With his being able to grant wisdom, can one assume that the Prince of Darkness is an authority on every topic? His knowledge is vast, but he is not omniscient. He lacks the knowledge to predict the way he will be tricked out of his bargains, or in this case, to recognize that Johnny is a better fiddler than he. It is odd that the devil is an authority on anything at all, since his role has more often been that of a revolutionary: "[T]he patron of both reform and evolution."16 This was his role by the end of the 1700s, when he was revived by Romanticists as "noble rebellion against autocracy or served at least as an ambivalent symbol of both liberty and selfishness."17 His struggle with God in Paradise Lost is epic, and once in hell, Milton cast Satan as heroic.18 Characteristically, the devil strives just slightly beyond his means, ever the rebel. Here, authority is a mixed bag, established first by the devil's power and then by Johnny's musical prowess. Here is the motivation behind the battle of the bands. It is as if the devil says, "this is the way it should be played," and Johnny must assert himself as a musician and insist, "no, this is the way." Despite the devil's attempt at funked-up progress, Johnny's power as a retro-hoe-downer outdoes Old Scratch.

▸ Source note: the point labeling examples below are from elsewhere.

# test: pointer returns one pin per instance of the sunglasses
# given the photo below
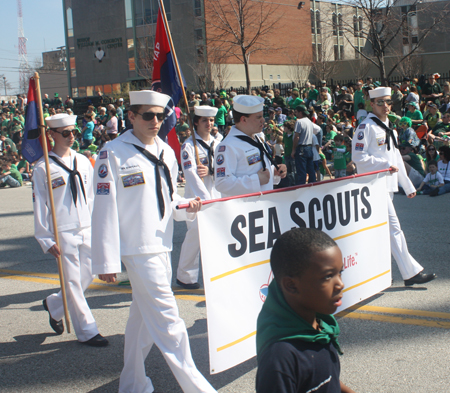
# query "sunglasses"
(66, 133)
(147, 116)
(382, 102)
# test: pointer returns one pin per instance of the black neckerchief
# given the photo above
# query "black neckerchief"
(72, 178)
(159, 162)
(210, 151)
(261, 146)
(389, 132)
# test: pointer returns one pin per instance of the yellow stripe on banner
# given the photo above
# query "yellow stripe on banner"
(236, 342)
(360, 230)
(365, 282)
(239, 269)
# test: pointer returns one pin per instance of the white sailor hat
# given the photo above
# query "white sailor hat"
(61, 120)
(205, 111)
(380, 92)
(148, 97)
(248, 104)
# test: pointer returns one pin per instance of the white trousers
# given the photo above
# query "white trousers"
(188, 265)
(154, 319)
(76, 261)
(407, 265)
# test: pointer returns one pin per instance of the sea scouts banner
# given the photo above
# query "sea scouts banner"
(237, 235)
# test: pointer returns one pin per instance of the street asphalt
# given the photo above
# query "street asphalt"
(396, 341)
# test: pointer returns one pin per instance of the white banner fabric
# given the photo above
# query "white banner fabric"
(236, 238)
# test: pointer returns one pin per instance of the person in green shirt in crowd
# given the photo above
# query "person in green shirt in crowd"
(296, 100)
(358, 96)
(414, 113)
(340, 163)
(9, 175)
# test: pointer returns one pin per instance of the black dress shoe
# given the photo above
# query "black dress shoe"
(97, 341)
(188, 286)
(420, 278)
(57, 326)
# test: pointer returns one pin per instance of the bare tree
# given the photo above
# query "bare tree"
(389, 25)
(325, 66)
(238, 27)
(299, 69)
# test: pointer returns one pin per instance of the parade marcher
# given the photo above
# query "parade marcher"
(71, 177)
(374, 147)
(243, 163)
(133, 223)
(199, 182)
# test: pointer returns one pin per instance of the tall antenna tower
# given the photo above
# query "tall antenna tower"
(23, 60)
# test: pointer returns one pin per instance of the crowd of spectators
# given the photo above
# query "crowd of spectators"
(420, 113)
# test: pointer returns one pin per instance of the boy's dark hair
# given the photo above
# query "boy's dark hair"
(237, 116)
(294, 251)
(339, 138)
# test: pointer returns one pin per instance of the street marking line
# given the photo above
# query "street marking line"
(365, 282)
(399, 320)
(236, 342)
(360, 230)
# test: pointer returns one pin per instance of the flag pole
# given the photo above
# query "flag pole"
(172, 48)
(50, 193)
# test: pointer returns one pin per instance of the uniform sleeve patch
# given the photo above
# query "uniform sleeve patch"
(103, 171)
(58, 182)
(220, 172)
(135, 179)
(220, 159)
(103, 188)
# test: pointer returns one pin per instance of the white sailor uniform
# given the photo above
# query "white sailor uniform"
(204, 188)
(370, 153)
(128, 225)
(237, 166)
(74, 228)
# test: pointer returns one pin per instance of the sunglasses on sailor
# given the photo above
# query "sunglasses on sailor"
(382, 102)
(147, 116)
(66, 133)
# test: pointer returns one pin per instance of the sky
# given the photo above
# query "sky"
(43, 26)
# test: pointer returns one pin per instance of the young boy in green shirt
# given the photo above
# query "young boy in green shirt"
(340, 162)
(296, 337)
(9, 175)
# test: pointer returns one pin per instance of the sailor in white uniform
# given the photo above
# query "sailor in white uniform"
(135, 186)
(374, 147)
(199, 182)
(243, 162)
(71, 178)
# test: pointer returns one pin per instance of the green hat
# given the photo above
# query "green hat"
(302, 108)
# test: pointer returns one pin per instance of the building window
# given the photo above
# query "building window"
(197, 8)
(131, 60)
(128, 13)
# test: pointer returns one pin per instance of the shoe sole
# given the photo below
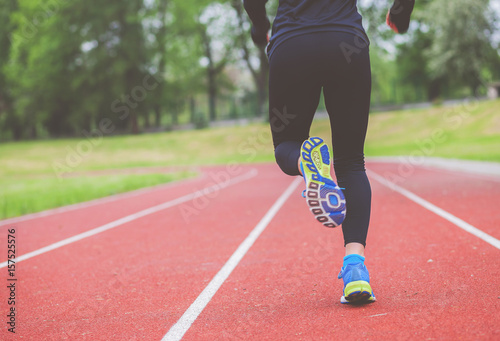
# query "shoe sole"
(358, 292)
(324, 198)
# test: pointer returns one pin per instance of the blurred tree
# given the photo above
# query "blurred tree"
(255, 57)
(461, 40)
(9, 121)
(218, 24)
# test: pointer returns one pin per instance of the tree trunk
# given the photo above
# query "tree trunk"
(192, 109)
(157, 116)
(212, 95)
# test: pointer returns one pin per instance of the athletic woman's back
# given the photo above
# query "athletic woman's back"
(297, 17)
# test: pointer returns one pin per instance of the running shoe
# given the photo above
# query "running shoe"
(324, 198)
(357, 289)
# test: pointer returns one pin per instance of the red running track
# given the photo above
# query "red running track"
(433, 280)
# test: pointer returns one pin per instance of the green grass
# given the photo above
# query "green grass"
(28, 195)
(30, 170)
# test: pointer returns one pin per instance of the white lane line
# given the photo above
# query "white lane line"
(439, 211)
(135, 216)
(90, 203)
(178, 330)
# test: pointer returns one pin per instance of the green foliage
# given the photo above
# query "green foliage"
(69, 66)
(27, 195)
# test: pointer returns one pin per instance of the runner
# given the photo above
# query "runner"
(321, 45)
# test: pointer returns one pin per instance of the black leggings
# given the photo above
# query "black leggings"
(339, 64)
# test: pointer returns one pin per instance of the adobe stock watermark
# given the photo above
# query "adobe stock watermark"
(248, 148)
(77, 153)
(426, 147)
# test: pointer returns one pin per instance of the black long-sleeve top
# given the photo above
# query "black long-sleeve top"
(296, 17)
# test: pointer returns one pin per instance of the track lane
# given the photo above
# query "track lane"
(136, 281)
(470, 197)
(43, 231)
(148, 270)
(432, 281)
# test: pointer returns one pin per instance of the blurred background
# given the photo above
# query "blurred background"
(157, 65)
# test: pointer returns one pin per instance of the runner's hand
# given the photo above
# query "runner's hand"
(398, 17)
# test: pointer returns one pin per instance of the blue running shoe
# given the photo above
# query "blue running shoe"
(357, 287)
(324, 198)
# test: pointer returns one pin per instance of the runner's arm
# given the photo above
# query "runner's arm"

Perhaps the devil is fighting for control of the earth. Perhaps the devil has never really settled his differences with God, so again and again he attempts to seduce God's children. But in his literary evolution, just as in the song, he has lost his rebel yell and arrived at a position of authority, and humans rebel against him and his glamorous ways. They are the proletariat rebelling against him, the elitist.
Other readings of this struggle provide interesting parallels. Chastity against seduction. Thrift against luxury. Naivete against knowing. Innocence against corruption. Light against darkness. White against black. Even in the Archie comics, blonde against brunette: Betty, wholesome, economy-minded, cautious, and Veronica, sometimes vicious, always wealthy, devil-may-care, battle for Archie's date with tactics that mirror these patterns. Racial implications of the devil-mortal dichotomy have worked both ways. While African-Americans have used the devil as a symbol for white oppressors and slave owners,19 so, too, have whites in America styled the devil after African-Americans -- in both non-fictional20 and fictional situations.21 In the Charlie Daniels Band's song, the devil's solo is markedly different from Johnny's. It aspires to black music patterns of the time: funky syncopation, a disco arrangement, and a jazzy, almost atonal fiddle solo. The Charlie Daniels Band's complaint about pop music inevitably paints the devil's music black and whitewashes its own.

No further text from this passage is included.